Another one of the authors I enjoyed growing up was Madeline L’Engle, whom I recently discovered lives in New Hartford, CT. The A Wrinkle In Time trilogy was a series that I never really “classified” into a genre when I thought about the books, even though looking back now it’s funny that even back then I was reading sci-fi/fantasy novels. Where else does, again, a 5th grader learn about tesseracts and mitochondrion? And again, how else does a 5th grader think that learning about these types of things is normal?

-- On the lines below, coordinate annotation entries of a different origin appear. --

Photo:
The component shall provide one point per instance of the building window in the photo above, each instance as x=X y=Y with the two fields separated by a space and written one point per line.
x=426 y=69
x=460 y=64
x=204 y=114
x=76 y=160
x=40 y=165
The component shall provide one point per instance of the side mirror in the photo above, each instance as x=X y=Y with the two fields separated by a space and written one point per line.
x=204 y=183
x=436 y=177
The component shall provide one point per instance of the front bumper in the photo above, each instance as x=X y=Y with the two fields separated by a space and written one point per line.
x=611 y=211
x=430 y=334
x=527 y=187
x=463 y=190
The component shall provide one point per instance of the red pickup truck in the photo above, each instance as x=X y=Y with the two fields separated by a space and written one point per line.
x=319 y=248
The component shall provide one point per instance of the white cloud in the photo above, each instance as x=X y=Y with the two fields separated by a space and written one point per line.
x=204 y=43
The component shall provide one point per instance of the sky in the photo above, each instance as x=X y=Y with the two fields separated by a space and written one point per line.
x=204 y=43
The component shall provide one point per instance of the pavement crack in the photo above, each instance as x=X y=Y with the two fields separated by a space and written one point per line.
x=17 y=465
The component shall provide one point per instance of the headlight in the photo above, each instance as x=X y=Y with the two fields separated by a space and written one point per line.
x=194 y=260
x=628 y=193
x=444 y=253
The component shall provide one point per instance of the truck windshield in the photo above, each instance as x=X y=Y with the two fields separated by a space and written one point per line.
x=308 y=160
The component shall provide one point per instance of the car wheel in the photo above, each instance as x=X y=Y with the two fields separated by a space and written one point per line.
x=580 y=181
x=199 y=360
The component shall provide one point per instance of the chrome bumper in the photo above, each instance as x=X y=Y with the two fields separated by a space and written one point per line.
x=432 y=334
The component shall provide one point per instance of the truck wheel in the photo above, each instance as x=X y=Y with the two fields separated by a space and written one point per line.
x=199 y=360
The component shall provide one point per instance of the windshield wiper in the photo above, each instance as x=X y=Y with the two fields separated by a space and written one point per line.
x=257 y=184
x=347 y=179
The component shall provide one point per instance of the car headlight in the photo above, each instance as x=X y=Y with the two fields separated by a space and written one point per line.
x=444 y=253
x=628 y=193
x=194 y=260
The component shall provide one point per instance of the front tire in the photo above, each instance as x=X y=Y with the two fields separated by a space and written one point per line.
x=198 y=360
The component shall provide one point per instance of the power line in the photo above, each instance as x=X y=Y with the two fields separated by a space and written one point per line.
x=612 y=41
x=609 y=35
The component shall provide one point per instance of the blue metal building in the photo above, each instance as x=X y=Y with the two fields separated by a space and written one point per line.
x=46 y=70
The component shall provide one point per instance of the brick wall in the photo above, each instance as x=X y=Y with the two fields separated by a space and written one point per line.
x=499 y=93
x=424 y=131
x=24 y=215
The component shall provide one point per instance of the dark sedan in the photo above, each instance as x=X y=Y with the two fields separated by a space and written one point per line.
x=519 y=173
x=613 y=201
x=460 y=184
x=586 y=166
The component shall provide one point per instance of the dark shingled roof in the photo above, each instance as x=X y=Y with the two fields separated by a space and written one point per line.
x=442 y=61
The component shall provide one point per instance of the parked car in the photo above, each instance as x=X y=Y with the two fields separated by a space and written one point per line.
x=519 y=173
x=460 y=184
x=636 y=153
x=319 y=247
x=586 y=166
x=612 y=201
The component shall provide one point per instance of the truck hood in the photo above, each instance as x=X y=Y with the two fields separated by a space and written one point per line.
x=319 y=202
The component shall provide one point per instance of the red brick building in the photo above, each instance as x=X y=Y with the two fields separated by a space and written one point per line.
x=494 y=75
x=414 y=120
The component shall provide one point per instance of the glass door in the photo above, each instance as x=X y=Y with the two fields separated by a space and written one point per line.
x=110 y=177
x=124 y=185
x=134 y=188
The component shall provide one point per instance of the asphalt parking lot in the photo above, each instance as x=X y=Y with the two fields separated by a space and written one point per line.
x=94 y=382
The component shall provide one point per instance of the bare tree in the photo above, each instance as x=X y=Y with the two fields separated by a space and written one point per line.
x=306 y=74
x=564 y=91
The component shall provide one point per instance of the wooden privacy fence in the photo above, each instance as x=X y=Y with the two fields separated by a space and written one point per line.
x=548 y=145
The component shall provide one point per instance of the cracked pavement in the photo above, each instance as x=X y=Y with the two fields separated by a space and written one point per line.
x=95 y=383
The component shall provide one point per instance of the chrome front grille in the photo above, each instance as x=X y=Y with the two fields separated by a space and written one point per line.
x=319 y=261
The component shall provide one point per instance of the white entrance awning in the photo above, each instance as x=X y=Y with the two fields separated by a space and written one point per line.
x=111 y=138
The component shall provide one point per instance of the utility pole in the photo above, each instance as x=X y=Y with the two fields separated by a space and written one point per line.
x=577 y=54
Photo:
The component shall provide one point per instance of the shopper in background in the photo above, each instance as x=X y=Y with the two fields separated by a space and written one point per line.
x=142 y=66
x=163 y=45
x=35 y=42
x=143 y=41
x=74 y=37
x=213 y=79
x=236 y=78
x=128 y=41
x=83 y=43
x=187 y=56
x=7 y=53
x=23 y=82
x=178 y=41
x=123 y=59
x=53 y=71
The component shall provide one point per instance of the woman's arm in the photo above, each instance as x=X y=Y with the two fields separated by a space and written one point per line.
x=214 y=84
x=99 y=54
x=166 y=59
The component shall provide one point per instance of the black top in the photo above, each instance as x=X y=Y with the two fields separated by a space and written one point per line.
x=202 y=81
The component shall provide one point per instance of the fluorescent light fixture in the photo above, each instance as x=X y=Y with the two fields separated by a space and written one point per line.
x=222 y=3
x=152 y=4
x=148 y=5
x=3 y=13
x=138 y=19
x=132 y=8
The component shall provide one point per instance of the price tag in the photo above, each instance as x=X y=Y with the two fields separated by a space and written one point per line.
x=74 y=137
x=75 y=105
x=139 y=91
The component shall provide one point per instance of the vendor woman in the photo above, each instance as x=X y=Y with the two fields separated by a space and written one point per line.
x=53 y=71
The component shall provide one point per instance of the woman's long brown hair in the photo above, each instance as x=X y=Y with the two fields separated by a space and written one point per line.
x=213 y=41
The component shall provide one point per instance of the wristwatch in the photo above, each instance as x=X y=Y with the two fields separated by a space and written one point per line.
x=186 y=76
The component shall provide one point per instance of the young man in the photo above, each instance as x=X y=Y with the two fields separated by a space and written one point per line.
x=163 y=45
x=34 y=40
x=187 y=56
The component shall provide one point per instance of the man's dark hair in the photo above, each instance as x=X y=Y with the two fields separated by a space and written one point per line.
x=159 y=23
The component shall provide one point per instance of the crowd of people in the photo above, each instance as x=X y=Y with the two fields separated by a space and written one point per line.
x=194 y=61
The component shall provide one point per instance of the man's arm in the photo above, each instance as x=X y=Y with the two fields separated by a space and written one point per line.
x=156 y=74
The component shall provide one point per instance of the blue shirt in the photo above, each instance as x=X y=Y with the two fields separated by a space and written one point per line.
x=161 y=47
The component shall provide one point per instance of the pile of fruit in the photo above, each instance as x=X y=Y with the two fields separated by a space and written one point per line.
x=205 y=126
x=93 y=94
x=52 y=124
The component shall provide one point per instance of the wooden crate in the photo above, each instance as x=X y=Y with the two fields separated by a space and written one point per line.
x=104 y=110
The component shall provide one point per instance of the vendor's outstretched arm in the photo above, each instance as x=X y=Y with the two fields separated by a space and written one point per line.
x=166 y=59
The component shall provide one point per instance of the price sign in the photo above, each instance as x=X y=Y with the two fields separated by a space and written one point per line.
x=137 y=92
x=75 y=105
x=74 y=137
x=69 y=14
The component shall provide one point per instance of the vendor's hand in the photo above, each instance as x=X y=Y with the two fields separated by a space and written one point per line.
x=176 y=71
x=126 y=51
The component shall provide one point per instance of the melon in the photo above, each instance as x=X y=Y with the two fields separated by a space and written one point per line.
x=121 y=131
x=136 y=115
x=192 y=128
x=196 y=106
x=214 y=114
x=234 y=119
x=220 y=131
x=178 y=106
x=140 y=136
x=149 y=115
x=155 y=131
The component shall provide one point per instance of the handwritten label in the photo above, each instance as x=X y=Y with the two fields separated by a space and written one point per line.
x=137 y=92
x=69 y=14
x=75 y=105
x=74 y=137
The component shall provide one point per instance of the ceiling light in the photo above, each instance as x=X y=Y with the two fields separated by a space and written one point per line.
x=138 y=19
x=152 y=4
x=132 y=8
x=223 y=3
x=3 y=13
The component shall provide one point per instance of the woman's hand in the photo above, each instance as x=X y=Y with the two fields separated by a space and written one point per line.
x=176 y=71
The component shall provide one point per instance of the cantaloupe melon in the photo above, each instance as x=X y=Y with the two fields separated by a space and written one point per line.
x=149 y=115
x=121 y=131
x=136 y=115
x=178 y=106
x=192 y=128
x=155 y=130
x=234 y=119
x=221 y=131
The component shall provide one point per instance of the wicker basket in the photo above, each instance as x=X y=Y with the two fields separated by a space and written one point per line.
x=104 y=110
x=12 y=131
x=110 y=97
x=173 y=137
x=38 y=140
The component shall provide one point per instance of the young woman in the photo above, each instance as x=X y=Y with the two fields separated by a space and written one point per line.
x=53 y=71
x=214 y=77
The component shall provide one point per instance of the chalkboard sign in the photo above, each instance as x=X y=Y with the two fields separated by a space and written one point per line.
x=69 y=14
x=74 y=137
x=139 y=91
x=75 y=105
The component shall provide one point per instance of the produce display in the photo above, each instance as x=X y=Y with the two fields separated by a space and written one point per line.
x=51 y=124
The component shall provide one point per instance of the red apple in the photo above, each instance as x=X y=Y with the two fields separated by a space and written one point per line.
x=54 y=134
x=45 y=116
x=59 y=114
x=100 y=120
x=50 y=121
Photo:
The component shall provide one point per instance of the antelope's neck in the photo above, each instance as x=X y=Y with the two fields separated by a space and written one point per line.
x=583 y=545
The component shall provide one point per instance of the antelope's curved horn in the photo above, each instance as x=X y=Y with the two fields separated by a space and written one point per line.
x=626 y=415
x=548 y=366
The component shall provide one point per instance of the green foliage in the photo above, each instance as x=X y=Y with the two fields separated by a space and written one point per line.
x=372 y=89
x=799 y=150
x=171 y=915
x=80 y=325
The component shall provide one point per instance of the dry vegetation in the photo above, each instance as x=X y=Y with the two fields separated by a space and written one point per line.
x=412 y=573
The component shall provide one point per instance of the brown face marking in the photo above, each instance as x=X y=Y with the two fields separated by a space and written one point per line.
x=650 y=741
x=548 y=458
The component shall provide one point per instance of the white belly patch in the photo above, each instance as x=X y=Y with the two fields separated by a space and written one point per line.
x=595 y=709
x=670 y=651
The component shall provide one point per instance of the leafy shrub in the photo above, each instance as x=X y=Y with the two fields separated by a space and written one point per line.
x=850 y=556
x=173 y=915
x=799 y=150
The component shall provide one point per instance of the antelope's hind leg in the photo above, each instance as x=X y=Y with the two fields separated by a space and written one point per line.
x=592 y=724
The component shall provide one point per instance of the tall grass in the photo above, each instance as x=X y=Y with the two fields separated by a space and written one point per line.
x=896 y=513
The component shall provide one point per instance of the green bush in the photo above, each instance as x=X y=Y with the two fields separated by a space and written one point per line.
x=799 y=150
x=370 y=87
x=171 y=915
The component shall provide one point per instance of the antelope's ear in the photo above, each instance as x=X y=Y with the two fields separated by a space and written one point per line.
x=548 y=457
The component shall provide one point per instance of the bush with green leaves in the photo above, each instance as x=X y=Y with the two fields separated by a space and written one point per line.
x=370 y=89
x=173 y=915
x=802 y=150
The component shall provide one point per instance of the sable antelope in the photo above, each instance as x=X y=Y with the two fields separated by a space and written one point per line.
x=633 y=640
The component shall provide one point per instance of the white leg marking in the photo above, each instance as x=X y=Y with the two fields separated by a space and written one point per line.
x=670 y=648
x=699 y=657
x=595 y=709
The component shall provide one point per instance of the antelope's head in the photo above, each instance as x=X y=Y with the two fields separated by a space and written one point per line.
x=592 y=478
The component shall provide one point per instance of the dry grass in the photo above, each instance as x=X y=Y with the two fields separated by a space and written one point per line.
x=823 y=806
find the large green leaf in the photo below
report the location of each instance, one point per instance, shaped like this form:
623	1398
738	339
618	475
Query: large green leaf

To my knowledge, back then, the “trilogy” consisted of three books. A Wrinkle In Time, the original book in the story; A Wind In The Door, the second book that I always considered to be the least enjoyable of the three although it had its moments; and finally A Swiftly Tilting Planet, which in some ways brought the whole story around seemingly full circle. Beyond the trilogy, there was also a book called Many Waters which revolved around the two more-often-than-not overlooked brothers in the family that the trilogy revolved around. And I thought that was it.
Enter this evening’s trip to, of all places, Wal-Mart. I was there picking up a slew of things from an extremely varied shopping list (a list that a place like W-M is perfect for) and while I’m in the back aisle I see a stand of books. On it are a new set (reprints, obviously) of books from the A Wrinkle In Time series… and what do I find but a FIFTH book in the “Quintet” as the jackets called it, called An Acceptable Time. I flip the inside cover to see the copyright date on the book, and find out it’s 1989. 1989??!? How on Earth did this escape me for almost twenty years???
Needless to say, looking at a price tag of less than $5 for the book in paperback, it found its way to the register with me. This will honestly be the first book I have read in quite some time, since about the middle of high school the volume of books that I read began dwindling until nowadays it’s pretty much nothing outside of the new Harry Potter releases. But it’ll be good. It also shows you how much of an impact L’Engle’s series had on me if, saying that, I still decide to buy one of her books when I haven’t read it before. I will try to remember and touch base about how it was when I finish it.